# Neuling versteht den Umgang mit der Rolle nicht...



## HarryHaller (24. Juni 2007)

Hallo

werde im Herbst den Fischereischein machen, hab mir jetzt schon eine Rute mit Rolle (Spro Passion) gekauft.

Als das Zeug kam hab ich natürlich gleich mal 10m Schnur von der Rolle geworfen, als ich die Schnur wieder einholen wollte, konnte ich die Rolle nicht mehr zurückdrehen. Wenn der Bügel aufgeklappt ist lässt sie sich ganz normal drehen, wenn ich ihn umklappe macht sie eine halbe Umdrehung und stößt dann an. Wenn ich mit Schmackes gegen den Widerstand drehe klappt der Bügel auf.

An was liegt das? Wahrscheinlich mach ich irgendwas falsch, ich hatte noch nie eine Rolle in der Hand #c,denke nicht das sie kaputt ist. 

Ich hoffe mir kann da jemand sagen was Sache ist.

Gruß Andi


----------



## Forellenseeprofi (24. Juni 2007)

*AW: Neuling versteht den Umgang mit der Rolle nicht...*

Nein das ist ganz normal!!!
also wenn der bügel offen ist, und du mit power drehst macht die rolle eine halbe umdrehung und der bügel schlägt zu ???
wenn das so i9st ist das ganz normal !!


----------



## aal-andy (24. Juni 2007)

*AW: Neuling versteht den Umgang mit der Rolle nicht...*



HarryHaller schrieb:


> Wenn der Bügel aufgeklappt ist lässt sie sich ganz normal drehen, wenn ich ihn umklappe macht sie eine halbe Umdrehung und stößt dann an. Wenn ich mit Schmackes gegen den Widerstand drehe klappt der Bügel auf.


 
|kopfkrat|kopfkrat|kopfkrat Bist Du sicher dass du das nicht genau umgekehrt meinst ??, dann wäre es genau so wie es auch sein muss. Oder verstehe ich hier was falsch ?? |kopfkrat|kopfkrat|kopfkrat


----------



## Felix 1969 (24. Juni 2007)

*AW: Neuling versteht den Umgang mit der Rolle nicht...*

Es sollte eigentlich genau umgekehrt sein wie von dir beschrieben.Bügel öffnen;auswerfen;Bügel schließen(entweder von Hand oder durch eine Kurbelumdrehung)|kopfkrat


----------



## HarryHaller (24. Juni 2007)

*AW: Neuling versteht den Umgang mit der Rolle nicht...*

Na, da hab ich mich falsch ausgedrückt: Bügel offen, hab ausgeworfen, wenn ich dann den Bügel zuklappe und zurückdrehen will macht sie eine halbe Umdrehung und stößt dann gegen den Widerstand. Dann geht nix mehr. Wenn ich gegen diesen Widerstand mit Schmackes andrehe klappt der Bügel wieder auf und ich kann drehen.
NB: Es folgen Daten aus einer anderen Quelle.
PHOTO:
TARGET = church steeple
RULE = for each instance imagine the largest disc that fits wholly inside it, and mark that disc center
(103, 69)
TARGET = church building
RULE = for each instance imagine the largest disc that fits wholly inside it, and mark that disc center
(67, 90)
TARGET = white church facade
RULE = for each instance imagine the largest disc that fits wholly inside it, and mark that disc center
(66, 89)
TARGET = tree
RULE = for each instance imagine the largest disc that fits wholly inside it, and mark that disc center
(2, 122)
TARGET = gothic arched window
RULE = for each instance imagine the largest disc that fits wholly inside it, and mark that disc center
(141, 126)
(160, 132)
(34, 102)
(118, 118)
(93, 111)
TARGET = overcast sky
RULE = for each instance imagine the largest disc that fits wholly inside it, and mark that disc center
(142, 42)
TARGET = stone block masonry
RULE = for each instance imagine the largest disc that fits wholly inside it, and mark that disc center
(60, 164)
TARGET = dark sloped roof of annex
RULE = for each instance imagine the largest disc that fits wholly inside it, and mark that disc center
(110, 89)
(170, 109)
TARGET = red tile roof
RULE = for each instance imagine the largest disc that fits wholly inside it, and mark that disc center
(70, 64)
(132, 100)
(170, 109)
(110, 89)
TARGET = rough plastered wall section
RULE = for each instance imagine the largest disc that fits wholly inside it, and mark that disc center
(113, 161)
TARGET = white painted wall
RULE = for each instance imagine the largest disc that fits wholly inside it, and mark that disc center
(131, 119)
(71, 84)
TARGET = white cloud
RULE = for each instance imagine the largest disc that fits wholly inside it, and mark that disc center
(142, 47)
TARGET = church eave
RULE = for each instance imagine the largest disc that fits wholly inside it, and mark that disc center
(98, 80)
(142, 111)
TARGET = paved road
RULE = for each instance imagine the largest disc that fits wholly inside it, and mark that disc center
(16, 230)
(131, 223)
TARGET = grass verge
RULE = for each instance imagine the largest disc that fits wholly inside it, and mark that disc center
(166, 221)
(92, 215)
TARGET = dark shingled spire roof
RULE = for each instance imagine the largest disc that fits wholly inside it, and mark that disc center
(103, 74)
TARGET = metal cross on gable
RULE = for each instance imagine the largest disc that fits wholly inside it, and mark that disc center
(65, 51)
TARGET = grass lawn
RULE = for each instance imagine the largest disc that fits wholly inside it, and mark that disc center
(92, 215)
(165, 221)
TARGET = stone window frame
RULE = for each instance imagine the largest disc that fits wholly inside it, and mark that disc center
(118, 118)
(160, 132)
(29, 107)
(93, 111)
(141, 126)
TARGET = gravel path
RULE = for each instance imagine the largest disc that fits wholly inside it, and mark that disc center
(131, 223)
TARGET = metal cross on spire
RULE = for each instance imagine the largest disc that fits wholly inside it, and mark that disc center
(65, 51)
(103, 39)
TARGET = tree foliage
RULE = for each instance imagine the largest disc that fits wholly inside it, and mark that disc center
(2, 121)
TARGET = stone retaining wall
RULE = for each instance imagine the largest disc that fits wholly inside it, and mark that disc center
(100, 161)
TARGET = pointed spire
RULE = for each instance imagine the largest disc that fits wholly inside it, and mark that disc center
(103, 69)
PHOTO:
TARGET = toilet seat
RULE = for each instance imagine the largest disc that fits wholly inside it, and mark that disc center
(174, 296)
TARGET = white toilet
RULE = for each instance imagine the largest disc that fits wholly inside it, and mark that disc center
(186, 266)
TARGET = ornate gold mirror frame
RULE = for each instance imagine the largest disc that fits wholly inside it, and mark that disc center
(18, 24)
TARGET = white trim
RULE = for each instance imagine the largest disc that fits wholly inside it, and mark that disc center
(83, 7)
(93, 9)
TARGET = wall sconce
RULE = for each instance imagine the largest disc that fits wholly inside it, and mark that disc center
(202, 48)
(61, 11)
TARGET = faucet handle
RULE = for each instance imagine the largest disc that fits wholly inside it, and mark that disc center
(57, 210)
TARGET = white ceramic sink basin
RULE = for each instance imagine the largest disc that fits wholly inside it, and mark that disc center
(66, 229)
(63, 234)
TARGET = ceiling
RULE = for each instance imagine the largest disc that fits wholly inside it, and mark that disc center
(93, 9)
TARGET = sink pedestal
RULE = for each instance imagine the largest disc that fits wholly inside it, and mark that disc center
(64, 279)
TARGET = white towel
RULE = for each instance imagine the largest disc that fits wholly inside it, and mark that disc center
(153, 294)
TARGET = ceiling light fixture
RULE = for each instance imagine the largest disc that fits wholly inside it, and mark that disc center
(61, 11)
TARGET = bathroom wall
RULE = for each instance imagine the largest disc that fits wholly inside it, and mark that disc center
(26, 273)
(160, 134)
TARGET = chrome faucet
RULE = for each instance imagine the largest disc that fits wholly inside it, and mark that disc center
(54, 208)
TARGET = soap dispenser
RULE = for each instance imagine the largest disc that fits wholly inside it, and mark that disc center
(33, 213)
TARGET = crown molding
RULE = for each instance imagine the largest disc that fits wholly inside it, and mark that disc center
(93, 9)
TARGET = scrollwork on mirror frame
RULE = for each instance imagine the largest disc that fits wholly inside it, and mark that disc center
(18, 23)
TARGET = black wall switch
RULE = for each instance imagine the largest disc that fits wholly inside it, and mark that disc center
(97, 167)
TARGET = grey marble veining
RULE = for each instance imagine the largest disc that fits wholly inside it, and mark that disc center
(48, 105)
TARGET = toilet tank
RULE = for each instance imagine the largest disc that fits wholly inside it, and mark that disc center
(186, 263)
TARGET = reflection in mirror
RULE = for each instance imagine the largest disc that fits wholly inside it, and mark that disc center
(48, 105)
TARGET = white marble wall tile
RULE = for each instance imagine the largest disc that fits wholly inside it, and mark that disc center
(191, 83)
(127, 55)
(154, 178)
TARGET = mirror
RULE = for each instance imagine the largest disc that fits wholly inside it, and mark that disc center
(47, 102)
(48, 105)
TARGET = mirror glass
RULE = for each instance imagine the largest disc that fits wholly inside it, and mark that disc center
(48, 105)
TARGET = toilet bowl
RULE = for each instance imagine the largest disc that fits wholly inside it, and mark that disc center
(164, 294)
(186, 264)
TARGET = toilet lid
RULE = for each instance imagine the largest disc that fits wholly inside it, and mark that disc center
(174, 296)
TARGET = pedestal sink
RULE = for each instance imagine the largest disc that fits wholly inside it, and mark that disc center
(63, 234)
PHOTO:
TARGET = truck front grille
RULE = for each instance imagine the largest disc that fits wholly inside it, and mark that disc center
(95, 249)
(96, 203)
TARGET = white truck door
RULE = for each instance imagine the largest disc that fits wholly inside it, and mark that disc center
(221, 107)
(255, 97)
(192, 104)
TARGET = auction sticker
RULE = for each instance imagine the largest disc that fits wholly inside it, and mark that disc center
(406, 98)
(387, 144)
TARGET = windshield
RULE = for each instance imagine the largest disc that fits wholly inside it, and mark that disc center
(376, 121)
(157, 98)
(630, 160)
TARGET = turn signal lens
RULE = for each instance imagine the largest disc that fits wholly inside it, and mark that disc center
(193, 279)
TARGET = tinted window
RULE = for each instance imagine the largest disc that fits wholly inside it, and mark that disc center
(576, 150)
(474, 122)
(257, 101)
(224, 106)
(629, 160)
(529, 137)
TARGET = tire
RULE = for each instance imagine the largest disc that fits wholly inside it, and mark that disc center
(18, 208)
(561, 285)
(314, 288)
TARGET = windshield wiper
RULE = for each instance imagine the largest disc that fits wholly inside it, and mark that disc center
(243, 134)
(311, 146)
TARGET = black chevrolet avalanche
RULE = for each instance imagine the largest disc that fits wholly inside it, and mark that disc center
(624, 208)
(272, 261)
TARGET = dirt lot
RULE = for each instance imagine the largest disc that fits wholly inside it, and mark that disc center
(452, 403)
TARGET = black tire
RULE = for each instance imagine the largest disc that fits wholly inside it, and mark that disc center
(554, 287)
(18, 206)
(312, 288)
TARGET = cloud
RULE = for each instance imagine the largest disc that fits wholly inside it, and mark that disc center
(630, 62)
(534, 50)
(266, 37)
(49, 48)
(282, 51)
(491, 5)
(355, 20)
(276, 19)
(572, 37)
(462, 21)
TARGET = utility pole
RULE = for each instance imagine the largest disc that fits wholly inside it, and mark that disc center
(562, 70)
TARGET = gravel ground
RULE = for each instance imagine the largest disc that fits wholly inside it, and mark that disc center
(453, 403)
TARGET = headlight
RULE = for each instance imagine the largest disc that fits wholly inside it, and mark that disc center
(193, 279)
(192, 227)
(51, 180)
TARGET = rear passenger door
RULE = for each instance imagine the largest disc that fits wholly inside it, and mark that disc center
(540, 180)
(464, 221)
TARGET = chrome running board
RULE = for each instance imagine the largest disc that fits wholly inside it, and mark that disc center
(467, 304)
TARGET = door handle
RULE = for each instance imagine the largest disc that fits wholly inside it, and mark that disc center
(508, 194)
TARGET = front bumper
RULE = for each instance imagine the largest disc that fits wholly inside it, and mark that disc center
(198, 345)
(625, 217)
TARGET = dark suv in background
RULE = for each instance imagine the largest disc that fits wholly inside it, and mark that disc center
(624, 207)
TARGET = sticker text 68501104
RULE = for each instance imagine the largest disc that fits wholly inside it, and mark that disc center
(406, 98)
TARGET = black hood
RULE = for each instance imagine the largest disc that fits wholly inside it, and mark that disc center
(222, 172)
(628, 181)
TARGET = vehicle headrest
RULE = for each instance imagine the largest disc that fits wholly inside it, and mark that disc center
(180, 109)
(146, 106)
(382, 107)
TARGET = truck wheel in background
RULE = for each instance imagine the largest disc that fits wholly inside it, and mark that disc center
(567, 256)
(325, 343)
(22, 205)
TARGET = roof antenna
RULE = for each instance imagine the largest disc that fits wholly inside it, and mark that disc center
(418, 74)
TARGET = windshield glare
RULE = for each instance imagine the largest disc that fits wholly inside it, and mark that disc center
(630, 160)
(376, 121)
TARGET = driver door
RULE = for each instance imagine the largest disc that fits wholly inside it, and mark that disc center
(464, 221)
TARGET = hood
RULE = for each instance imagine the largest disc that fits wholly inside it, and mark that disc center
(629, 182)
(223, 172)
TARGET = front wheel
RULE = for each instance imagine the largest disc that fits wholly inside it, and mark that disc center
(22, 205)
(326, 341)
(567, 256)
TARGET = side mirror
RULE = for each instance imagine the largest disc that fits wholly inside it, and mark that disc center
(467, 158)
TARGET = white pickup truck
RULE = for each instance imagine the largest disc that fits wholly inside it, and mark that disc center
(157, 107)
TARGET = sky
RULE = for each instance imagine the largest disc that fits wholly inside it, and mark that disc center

Jetzt liegt praktisch die Angel mit 10m ausgeworfener Schnur daheim und ich kann sie nicht mehr einholen.


----------



## antonio (24. Juni 2007)

*AW: Neuling versteht den Umgang mit der Rolle nicht...*



HarryHaller schrieb:


> Na, da hab ich mich falsch ausgedrückt: Bügel offen, hab ausgeworfen, wenn ich dann den Bügel zuklappe und zurückdrehen will macht sie eine halbe Umdrehung und stößt dann gegen den Widerstand. Dann geht nix mehr. Wenn ich gegen diesen Widerstand mit Schmackes andrehe klappt der Bügel wieder auf und ich kann drehen.
> 
> Jetzt liegt praktisch die Angel mit 10m ausgeworfener Schnur daheim und ich kann sie nicht mehr einholen.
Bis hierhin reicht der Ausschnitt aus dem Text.